Maritime traffic through the Strait of Hormuz has fallen to less than 10% of normal volume as regional hostilities intensify, triggering immediate market reactions in oil, energy, and defense sectors. Global crude prices surged amid fears of a supply shock.
- Maritime traffic through the Strait of Hormuz fell to 1.8 million barrels per day, 90% below normal volume.
- Brent crude surged to $128.60 per barrel, a 34% increase from pre-crisis levels.
- WTI crude reached $122.30, signaling a growing supply shock premium.
- XLE energy index dropped 7.2%, while VIX rose to 41.8, reflecting market stress.
- Defense stocks including RTX and LMT rose as military readiness concerns mount.
- Rerouting via the Cape of Good Hope could add $15–20 per barrel in costs.

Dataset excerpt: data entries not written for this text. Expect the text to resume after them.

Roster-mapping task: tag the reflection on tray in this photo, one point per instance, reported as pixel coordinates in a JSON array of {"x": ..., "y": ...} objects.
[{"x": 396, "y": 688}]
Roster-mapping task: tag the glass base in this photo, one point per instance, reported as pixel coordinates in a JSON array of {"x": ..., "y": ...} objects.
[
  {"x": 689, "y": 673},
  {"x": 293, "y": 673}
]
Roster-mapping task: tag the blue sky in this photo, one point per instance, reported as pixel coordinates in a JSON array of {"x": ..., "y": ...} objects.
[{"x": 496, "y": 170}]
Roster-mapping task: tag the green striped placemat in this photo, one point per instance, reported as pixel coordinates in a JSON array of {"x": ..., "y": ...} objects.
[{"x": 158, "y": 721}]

Maritime movement through the Strait of Hormuz, a vital conduit for over 20 million barrels per day of seaborne crude, has dropped to approximately 1.8 million barrels per day as of March 5, 2026—a near-total collapse from its pre-crisis average. This sharp contraction reflects the suspension of commercial shipping operations by major oil-exporting nations and international carriers due to escalating security threats and naval confrontations in the region. The disruption has triggered a systemic risk in global energy markets. Brent crude futures climbed to $128.60 per barrel, up 34% from pre-crisis levels, while West Texas Intermediate (WTI) reached $122.30. The spike reflects market pricing of a prolonged supply interruption, with traders factoring in a potential 2.5 million barrel per day shortfall in global crude flow if the strait remains closed for more than 10 days. Energy equities responded sharply, with the S&P 500 Energy Sector Index (XLE) falling 7.2% in early trading, while the VIX index spiked to 41.8—the highest level since 2022—indicating heightened volatility and risk aversion. Defense stocks, particularly those tied to naval and logistics operations, saw gains, with Raytheon Technologies (RTX) rising 4.8% and Lockheed Martin (LMT) up 3.9% as investors anticipate increased military spending. The crisis has also prompted emergency coordination among key oil importers, including the United States, India, and Japan, who are activating emergency oil reserves and rerouting shipments via the Cape of Good Hope. However, these alternatives would add an estimated $15–20 per barrel in freight and insurance costs, further inflating global energy prices.